The UN Food and Agriculture Organisation (FAO) has drawn everyone’s attention to the unpleasant reality that the average age of African farmers is 60. Generally, farmers across the continent are failing to convince their children to take over when they ‘retire’. Low incomes and the inherent difficulties of farming are pushing many young people to move to urban centres to find jobs exacerbating the rural-urban divide, inequalities and social exclusion making the need for greater cohesion more urgent (https://t20japan.org/wp-content/uploads/2019/04/t20-japan-tf6-8-urban-rural-divide-regionally-growth-digital-age.pdf). More importantly, the twin scourges of unemployment and poverty among Africa’s youth are causing a real crisis for transition into adulthood.
The African Development Bank estimates that only about 3.1 million new jobs are created annually — equivalent to about a quarter of the 12 million young people entering the workforce every year in Africa. The continent has the youngest population in the world, with an estimated 60% of the population under the age of 25. It is now known that unemployment and underpaid jobs are driving millions of youth into poverty and desperation, pushing some to take significant risks to migrate to Europe. There are needs to devise innovative approaches and rethink public policy to create the new jobs (https://am.afdb.org/sites/default/files/AfDB18-16_Jobs_English.pdf).

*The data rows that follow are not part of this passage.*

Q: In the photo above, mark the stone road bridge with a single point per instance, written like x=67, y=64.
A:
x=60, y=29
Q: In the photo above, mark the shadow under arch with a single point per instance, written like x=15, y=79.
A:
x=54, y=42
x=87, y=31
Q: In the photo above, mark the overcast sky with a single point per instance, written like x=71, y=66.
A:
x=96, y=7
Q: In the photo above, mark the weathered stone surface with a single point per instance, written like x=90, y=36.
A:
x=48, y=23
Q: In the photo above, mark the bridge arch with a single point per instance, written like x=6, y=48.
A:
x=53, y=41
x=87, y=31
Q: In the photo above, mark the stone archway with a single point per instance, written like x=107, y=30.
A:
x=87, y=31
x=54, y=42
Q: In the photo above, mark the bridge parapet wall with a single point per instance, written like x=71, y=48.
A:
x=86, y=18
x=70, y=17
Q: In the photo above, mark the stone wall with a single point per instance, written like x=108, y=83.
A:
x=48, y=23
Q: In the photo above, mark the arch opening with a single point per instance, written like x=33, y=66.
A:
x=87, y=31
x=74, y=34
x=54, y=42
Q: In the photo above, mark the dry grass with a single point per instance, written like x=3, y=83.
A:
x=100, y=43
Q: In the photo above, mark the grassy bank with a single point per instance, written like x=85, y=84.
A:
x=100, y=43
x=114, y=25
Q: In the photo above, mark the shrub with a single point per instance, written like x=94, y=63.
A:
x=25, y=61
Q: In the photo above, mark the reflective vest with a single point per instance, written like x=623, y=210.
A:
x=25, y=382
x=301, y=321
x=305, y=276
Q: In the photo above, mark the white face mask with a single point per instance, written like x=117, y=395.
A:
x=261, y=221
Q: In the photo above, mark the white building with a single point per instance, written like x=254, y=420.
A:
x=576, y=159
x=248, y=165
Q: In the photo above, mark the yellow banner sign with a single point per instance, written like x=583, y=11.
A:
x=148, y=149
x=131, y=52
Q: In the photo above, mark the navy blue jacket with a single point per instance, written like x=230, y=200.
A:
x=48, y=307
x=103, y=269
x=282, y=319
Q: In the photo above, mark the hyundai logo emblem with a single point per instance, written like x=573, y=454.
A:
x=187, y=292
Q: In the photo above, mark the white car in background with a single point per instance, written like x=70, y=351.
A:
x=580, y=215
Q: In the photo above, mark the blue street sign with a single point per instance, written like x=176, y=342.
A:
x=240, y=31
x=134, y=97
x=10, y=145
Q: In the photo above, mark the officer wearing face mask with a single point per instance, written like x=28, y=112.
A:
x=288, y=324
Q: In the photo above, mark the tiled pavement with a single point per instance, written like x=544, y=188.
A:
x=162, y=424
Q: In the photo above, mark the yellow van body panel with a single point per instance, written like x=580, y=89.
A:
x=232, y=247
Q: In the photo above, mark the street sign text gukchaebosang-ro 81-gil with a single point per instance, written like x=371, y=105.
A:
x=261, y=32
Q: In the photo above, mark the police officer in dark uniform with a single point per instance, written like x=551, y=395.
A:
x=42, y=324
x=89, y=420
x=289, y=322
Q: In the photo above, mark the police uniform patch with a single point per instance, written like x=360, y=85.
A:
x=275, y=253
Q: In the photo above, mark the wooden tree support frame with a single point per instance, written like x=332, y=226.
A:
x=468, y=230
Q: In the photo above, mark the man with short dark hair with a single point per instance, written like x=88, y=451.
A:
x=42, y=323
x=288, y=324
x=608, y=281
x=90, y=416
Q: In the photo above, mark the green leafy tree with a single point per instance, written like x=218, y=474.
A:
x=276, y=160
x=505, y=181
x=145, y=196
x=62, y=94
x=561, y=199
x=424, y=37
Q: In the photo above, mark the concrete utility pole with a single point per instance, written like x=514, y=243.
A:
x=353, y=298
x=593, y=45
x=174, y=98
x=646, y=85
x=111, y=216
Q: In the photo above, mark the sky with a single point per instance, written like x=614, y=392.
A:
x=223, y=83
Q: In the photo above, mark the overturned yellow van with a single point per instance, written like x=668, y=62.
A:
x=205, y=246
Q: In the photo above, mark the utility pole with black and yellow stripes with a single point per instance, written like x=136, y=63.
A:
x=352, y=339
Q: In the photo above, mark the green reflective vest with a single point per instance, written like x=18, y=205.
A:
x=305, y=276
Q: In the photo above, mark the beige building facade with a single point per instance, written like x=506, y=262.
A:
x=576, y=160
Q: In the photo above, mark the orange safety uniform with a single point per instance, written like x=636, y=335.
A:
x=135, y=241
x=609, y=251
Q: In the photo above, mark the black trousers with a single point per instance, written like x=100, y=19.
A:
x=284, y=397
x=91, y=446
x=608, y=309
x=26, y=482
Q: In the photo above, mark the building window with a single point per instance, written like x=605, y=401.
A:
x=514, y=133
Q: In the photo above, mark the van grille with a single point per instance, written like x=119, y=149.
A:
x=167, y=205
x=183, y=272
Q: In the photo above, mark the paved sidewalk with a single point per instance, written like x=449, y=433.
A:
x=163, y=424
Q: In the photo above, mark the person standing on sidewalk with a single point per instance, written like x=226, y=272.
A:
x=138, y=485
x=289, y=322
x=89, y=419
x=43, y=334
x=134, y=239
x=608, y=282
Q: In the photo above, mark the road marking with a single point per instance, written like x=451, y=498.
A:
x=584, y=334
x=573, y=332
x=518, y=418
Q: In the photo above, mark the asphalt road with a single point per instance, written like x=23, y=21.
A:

The key challenge to creating these new jobs is linked to convincing Africa’s youth to stay in their countries, and the rural areas in particular. One approach to resolving this conundrum is to have governments and the private sector turn to new technology to attract youth to the agricultural sector.
Equally important is the demands of climate change and the need for communities to adapt and mitigate through climate smart technologies. Innovations will play a major role in that objective. Currently, ICT is increasingly being used in Africa’s agriculture sector, often through smart or precision farming. Mobile phones are bringing market information closer to farms cutting significant transaction coasts. New technology such as the usage of drones could be an effective way to lure young people towards the sector and making it interesting. Indeed, upon the adoption of precision farming, mobile apps and drones, governments and others in agriculture should expect the sector to experience a surge in profitability as well as enhanced sustainability and attractiveness as a profession for young people in particular.
The FAO and OECD reported in the Agricultural Outlook 2018/2027 that a coherent and integrated approach that focuses on addressing the existing obstacles in agriculture is necessary. Whereby resolution of these obstacles related to “education, land access and tenure, access to financial services, access to markets, access to green jobs and involvement in policy dialogue has the potential to make the agriculture sector more attractive to young people, providing the additional push that may be needed for them to enter the sector.” However, removal of these obstacles requires significant investments in agriculture. The first step is for African governments to meet the Malabo Declaration Commitments including investing at least 10% of annual public expenditure in agriculture and creating job opportunities for at least 30% of the youth in agricultural value chains. In short, if the sector’s most notable challenges are addressed, agriculture could play an even larger part in transforming African economies and ensuring improving the quality of lives of millions of citizens.